Using a different rate without documentation: If you use your bank’s rate or another source, document it. An undocumented rate is difficult to defend in an audit.
USD dividends and ACB
Dividends paid in USD on US-listed securities are not return of capital — they do not affect your ACB. But they are taxable income and should be converted to CAD at the rate on the payment date for income reporting purposes.
If you are enrolled in a DRIP that reinvests USD dividends in additional shares, the reinvested shares increase your ACB. The cost of those new shares is converted to CAD at the rate on the reinvestment date.

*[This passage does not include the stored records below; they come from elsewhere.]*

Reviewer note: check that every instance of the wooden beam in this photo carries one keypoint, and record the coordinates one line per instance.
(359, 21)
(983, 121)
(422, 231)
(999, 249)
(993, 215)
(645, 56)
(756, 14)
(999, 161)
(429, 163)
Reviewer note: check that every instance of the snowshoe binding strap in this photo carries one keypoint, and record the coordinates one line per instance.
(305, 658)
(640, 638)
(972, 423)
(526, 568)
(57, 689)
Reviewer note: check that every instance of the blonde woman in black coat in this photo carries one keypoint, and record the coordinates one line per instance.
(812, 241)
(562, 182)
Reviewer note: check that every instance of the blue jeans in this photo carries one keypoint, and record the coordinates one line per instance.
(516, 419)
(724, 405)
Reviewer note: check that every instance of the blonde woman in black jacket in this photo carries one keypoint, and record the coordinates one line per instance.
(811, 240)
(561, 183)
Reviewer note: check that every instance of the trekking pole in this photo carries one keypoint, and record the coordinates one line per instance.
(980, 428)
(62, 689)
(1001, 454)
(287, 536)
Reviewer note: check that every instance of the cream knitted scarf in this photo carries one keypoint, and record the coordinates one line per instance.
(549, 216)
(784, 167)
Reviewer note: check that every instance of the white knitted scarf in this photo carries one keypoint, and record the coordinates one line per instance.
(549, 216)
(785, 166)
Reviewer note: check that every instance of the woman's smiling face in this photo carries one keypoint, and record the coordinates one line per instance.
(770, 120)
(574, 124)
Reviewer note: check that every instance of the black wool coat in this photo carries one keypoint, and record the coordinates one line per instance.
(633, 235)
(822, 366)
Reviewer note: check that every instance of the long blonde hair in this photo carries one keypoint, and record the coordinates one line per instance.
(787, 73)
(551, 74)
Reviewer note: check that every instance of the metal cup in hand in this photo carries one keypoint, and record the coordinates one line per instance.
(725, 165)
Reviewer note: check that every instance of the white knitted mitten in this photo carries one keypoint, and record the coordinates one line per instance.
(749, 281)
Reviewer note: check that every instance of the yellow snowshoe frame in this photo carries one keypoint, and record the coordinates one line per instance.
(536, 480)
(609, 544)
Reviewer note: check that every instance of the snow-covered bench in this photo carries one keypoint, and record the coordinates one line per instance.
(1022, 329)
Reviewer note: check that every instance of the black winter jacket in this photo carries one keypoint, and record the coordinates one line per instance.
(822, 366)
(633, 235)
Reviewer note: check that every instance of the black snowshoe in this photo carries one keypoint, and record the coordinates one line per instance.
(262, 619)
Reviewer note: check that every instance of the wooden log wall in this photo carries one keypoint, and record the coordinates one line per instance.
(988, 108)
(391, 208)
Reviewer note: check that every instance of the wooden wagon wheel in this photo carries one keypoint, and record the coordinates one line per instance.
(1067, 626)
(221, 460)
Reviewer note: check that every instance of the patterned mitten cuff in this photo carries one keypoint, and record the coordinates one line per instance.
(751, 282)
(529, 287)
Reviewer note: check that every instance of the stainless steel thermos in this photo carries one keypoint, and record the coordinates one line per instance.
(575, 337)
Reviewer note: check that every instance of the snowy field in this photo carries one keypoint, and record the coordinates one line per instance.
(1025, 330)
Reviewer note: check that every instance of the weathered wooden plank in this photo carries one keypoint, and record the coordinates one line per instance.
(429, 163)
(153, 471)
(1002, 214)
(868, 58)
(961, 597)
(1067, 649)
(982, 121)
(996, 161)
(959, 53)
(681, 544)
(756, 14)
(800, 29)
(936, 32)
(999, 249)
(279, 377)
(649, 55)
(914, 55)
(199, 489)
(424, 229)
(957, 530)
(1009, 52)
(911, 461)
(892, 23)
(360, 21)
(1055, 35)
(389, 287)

The T5008 and USD positions
Your broker’s T5008 may report proceeds in CAD or in USD, depending on the broker. If reported in USD, you must convert to CAD yourself for Schedule 3. If the broker reports in CAD, check whether they used the correct transaction-date rate or an approximation — this is one of the more common sources of T5008-to-ACB mismatches on foreign-currency positions.
What to do when your T5008 reports proceeds in USD
Some brokers issue T5008 slips with Box 19 (proceeds of disposition in foreign currency) rather than Box 21 (a Canadian dollar amount). If your T5008 shows a USD amount in Box 19 and Box 21 is blank, you must convert Box 19 to CAD using the Bank of Canada rate on the sale date.

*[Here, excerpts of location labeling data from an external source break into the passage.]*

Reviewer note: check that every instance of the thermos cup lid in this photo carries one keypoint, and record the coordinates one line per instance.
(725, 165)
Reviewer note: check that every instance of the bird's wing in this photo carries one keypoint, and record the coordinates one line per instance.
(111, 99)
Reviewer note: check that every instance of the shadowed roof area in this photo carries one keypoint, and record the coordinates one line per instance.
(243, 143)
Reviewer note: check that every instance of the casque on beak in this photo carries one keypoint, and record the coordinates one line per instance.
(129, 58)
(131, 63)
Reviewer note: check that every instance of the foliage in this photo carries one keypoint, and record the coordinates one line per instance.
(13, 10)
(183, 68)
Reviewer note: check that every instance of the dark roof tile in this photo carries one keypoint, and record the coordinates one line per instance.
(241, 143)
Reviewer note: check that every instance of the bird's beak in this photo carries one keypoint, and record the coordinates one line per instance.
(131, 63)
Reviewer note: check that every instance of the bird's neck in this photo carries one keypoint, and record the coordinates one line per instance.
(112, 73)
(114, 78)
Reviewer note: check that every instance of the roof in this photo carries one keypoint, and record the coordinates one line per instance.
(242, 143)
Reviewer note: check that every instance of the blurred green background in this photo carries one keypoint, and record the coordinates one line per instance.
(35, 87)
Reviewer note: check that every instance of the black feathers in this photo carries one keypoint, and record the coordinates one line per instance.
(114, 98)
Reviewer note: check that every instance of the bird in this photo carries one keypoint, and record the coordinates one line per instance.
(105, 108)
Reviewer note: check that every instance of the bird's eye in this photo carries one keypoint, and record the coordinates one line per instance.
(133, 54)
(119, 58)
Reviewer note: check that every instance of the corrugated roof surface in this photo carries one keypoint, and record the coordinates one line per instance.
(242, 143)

Do not automatically accept a CAD equivalent the broker may have pre-calculated in an adjacent field unless you have confirmed it matches the Bank of Canada rate for the trade date. If it differs materially, use the Bank of Canada rate and document the source. For Schedule 3, report the Canadian dollar amount you calculate — not a broker-supplied convenience figure that may use a different rate methodology.
Why annual average rates create reporting risk
A common simplification is to apply the Bank of Canada annual average FXUSDCAD rate to all USD transactions in a year. This reduces the conversion lookup burden and produces one multiplier for all trades.

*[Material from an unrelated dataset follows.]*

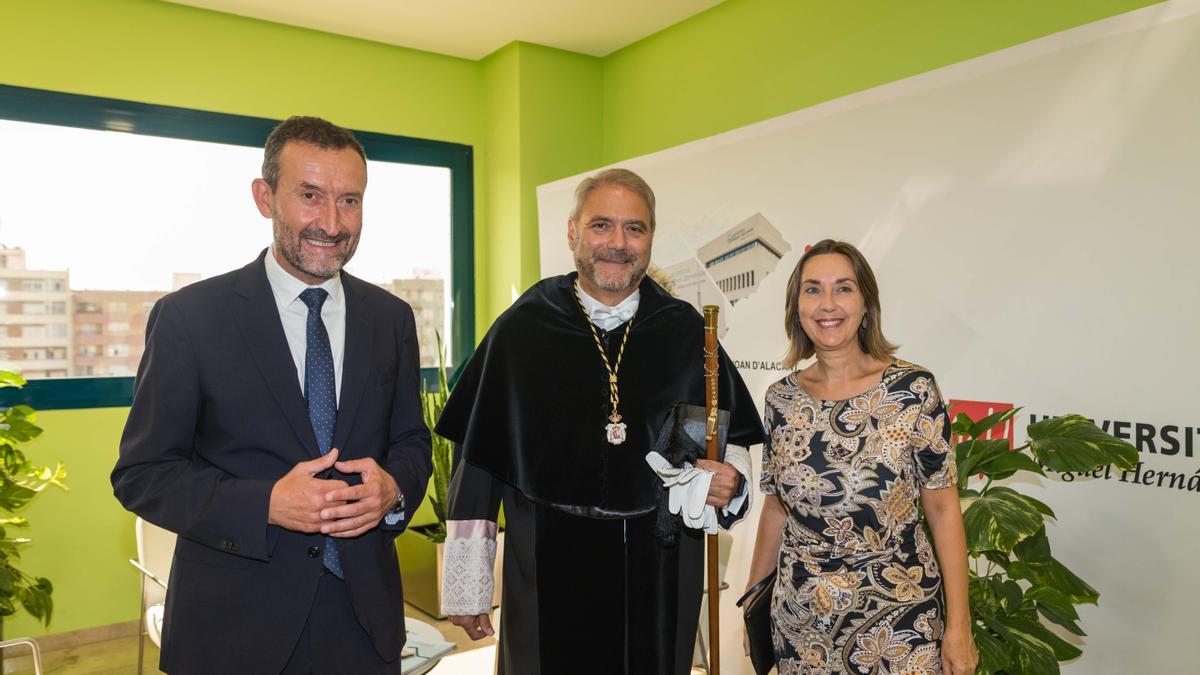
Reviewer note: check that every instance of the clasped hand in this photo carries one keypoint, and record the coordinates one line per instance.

The risk: the annual average diverges from trade-date rates in volatile currency years. In 2020 and 2022, the FXUSDCAD rate moved more than 10 cents over twelve months. Using an annual average rate in those years would produce ACB and proceeds values that differed meaningfully from the trade-date values — potentially creating a discrepancy if CRA compares your Schedule 3 to third-party data.
The Bank of Canada trade-date rate is the most defensible method and the one most closely aligned with CRA’s audit expectations. The USD capital gains calculator on this site fetches the exact BoC daily rate for each transaction date automatically.
Documentation checklist for USD positions in Canadian taxable accounts
For every USD-denominated buy or sell, keep:
- Trade confirmation showing trade date, USD price per share, and share count
- Bank of Canada FXUSDCAD rate for the trade date (save or print for your records)
- The resulting CAD equivalent (ACB at purchase, proceeds at sale)
- Commission paid, converted to CAD at the trade-date rate
- Any DRIP reinvestment records, each converted at its own reinvestment date rate
These records support both your Schedule 3 capital gains calculation and — if your U.S. portfolio exceeds $100,000 CAD at cost — your T1135 foreign property reporting obligation. The ACB records you maintain for capital gains purposes are the same records that establish the cost amount for T1135, making accurate trade-date conversion important for both filings.